One potentially creepy enabler of the rise of microbrands is the way in which marketers can target us through complex, artificial-intelligence-powered algorithms that not even their makers fully understand. Marketers aren’t merely aiming their ads at affluent 18- to 34-year-olds who live in urban areas, but are finding, through these targeting algorithms, “lookalike” audiences—people who have clicked on or purchased similar products.
Once upon a time, heavily advertised brands signaled the products we could reliably buy, again and again. But unfamiliar microbrands get attention and build trust in other ways. The highest response rates coincide with brands that have the most polished graphics and video, says Mr. Horwitz. It also helps that low prices and hassle-free delivery encourage people to try new brands more frequently, he adds.

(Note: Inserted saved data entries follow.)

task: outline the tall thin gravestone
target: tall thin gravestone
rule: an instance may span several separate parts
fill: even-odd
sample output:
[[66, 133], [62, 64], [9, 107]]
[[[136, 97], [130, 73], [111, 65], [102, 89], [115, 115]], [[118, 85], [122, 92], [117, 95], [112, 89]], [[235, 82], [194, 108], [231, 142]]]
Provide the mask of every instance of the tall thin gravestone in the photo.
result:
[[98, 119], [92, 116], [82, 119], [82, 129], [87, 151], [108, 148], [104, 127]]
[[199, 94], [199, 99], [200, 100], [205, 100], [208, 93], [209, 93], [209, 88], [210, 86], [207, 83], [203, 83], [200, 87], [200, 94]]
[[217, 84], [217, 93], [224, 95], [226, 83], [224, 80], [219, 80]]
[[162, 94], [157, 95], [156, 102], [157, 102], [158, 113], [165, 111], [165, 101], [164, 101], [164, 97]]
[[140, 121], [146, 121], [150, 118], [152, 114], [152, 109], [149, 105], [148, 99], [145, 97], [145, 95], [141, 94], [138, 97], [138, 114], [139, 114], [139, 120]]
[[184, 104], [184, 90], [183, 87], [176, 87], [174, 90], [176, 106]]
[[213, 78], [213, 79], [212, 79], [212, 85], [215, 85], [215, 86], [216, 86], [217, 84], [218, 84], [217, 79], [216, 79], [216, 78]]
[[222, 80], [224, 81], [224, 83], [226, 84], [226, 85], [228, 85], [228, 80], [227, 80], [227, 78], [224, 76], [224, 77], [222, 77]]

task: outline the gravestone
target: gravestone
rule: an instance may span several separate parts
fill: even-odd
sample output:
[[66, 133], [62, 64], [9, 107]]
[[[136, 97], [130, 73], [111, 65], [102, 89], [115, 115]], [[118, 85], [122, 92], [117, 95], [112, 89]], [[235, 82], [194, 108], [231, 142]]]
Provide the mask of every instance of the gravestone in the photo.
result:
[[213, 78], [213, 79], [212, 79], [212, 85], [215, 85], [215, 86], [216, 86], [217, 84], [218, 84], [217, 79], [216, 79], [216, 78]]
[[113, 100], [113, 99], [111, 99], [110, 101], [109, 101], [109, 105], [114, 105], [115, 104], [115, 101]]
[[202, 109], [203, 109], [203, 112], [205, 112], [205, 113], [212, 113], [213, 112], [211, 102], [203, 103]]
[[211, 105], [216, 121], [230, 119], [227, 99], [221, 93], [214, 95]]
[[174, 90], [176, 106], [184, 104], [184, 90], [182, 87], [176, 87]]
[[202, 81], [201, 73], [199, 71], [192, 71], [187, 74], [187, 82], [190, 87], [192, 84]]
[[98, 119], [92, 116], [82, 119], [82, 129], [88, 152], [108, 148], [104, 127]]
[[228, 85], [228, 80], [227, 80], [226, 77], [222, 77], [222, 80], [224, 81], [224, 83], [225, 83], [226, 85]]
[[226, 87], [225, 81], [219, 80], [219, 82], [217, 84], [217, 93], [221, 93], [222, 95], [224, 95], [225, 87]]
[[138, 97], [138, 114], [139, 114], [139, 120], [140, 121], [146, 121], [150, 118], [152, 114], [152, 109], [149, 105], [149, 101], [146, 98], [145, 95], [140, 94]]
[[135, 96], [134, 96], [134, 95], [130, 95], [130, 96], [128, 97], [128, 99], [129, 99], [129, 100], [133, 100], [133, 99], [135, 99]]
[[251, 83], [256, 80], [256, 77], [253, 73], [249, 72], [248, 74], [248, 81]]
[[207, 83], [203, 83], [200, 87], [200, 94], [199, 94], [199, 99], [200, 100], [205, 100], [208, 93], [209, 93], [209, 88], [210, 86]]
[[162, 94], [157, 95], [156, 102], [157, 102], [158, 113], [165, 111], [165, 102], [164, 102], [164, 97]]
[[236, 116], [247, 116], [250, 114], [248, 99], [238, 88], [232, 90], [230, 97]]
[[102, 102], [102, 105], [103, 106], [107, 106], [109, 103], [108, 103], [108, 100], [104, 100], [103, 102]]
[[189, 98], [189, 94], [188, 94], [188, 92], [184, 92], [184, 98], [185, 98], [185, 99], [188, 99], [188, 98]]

Once we have enough preorders for Uplift Coffee—an elixir that will make you as sexy and fun as the tastefully tattooed young people in our 60-second promo video—it’s time to manufacture it. This is less expensive and difficult than it used to be, because automation in factories has become much more flexible. Computerization allows manufacturing lines to quickly switch between different products, says Joe Zembas, senior manager of engineering at J.M. Smucker Co., which sells many food items produced in its own factories as well as some outsourced to contract manufacturers.
It’s now more economical for contract manufacturers to produce a single product for just a few days out of every month. A given line may produce dozens of different products over a period of weeks, with down time between items measured in minutes, Mr. Zembas says.
Taking payments, handling inventory and shipping goods used to be nightmares in their own right. But all of these tasks—and pretty much everything else a consumer packaged-goods company used to do—can now be outsourced to a raft of companies large and small, says Mr. Belsky. For e-commerce as a service, there’s Shopify ; for custom packaging, Lumi; for shipping and fulfillment, UPS, Deliverr and many others.
All of this infrastructure has come about as a result of consumer—especially young consumer—demand. “Consumers don’t want to go to Macy’s anymore and find brands there,” says Ms. Constantine. “Younger people are in their [social media] feeds and they click on things and then buy them.”
Not everyone is convinced that microbrands are effective—or all that new. Before the internet, upstart fashion and lifestyle brands appeared in the backs of magazines, or in shops in the mall like Urban Outfitters and Hot Topic, says Tom Morton, head of U.S. strategy at advertising firm R/GA. While there’s now more of an ecosystem for new brands, the environment that makes a brand easy to start can also hamper its sustainable growth.
“The businesses are certainly in growing categories but the products are interchangeable. There’s a sponsored-post ad break on Instagram every five photos, so you can see four identical T-shirt startups in a couple of minutes scrolling,” he says.
The future of brands is just like everything else on the internet, where big things get bigger than ever, while a long tail of other options finds their own niche markets. If a brand is too niche, it might well die from lack of audience. But if a microbrand gathers followers who feel the drive toward tribal identification, it might end up dropping its “micro” status.
Case in point: Forbes recently valued Kylie Jenner’s Kylie Cosmetics at $800 million.